Last week Carlos Zambrano agreed to a contract with the Long Island Ducks of the Atlantic League but never signed his contract as he searched for a Major League team to give him a chance. There were rumors that the Philadelphia Phillies were interested but as early as Monday they denied anything was close. Now, Carlos Zambrano is a Phillie as first reported by Ken Rosenthal.
Despite being one of the better pitchers in baseball for eight years between 2003 and 2010, Zambrano is best known for his antics on and off the field. However, with Roy Halladay out for an unknown period of time and possibly the entire year, the Phillies needed some reinforcements on the mound and Zambrano should be able to help.
Zambrano’s best years came with the Chicago Cubs but he spent last season with the Miami Marlins posting a 7-10 record, 4.49 ERA and striking out 95 batters while walking 75 in 132.1 innings. He made 20 starts and 15 relief appearances last year with the Marlins.
This was a no-risk move by the Phillies. Zambrano has had two off-years but won’t turn 32-years-old until June 1st. Zambrano will spend some time in extended spring training in Clearwater and should give the Phillies a few minor league starts so they will have time to decide if he can contribute anything on the Major League level.

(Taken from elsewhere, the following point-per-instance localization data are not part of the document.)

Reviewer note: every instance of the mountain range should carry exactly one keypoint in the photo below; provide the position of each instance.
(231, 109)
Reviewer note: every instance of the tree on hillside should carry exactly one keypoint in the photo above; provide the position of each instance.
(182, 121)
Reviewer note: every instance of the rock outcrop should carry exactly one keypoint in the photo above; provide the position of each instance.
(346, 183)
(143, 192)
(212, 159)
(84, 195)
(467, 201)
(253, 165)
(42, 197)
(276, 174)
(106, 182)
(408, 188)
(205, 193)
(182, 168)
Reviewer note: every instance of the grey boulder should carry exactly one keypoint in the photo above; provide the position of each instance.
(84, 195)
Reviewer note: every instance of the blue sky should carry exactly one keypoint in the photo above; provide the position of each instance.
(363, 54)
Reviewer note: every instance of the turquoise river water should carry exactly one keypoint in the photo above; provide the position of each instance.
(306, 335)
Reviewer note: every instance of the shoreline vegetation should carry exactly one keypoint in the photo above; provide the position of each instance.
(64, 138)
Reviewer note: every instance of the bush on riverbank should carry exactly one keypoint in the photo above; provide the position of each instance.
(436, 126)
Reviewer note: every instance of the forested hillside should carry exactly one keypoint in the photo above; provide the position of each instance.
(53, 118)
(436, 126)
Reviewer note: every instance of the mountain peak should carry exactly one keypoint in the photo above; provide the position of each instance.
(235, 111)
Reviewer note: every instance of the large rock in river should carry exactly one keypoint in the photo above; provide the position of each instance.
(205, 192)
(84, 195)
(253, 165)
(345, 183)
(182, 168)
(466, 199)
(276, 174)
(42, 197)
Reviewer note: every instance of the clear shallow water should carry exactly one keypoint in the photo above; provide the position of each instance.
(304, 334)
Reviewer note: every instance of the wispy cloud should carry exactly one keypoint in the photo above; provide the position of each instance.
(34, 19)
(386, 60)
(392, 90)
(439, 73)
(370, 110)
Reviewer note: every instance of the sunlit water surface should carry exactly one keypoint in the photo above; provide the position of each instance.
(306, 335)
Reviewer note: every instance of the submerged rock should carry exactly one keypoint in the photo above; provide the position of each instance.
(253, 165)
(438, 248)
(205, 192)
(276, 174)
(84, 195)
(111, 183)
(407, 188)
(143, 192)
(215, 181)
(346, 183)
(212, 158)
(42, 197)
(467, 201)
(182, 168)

Right now, the Phillies only sit 3.5 games out of first despite a 19-21 record. If Zambrano has anything left he could bolster the back end of the rotation which has gotten solid production from Kyle Kendrick and Jonathan Pettibone. There won’t be a ton of pressure on Zambrano to be an ace with Cole Hamels and Cliff Lee in the same rotation. Even with the demands Philadelphia places on its sports teams Zambrano should be fairly isolated from that pressure by an experienced manager and veteran clubhouse. He won’t be asked to do anything outside of pitch every fifth day and if he can revert to the form of 2003-10 he could be a very astute pick-up for the Phillies as they fight to get back into playoff contention.
There is no risk for the Phillies in this venture. If Zambrano can pitch he can help. If he can’t, the Phillies can simply release him and not have to worry about paying him. In my opinion, there is no such thing as a bad minor league contract and Zambrano is no exception, baggage and all.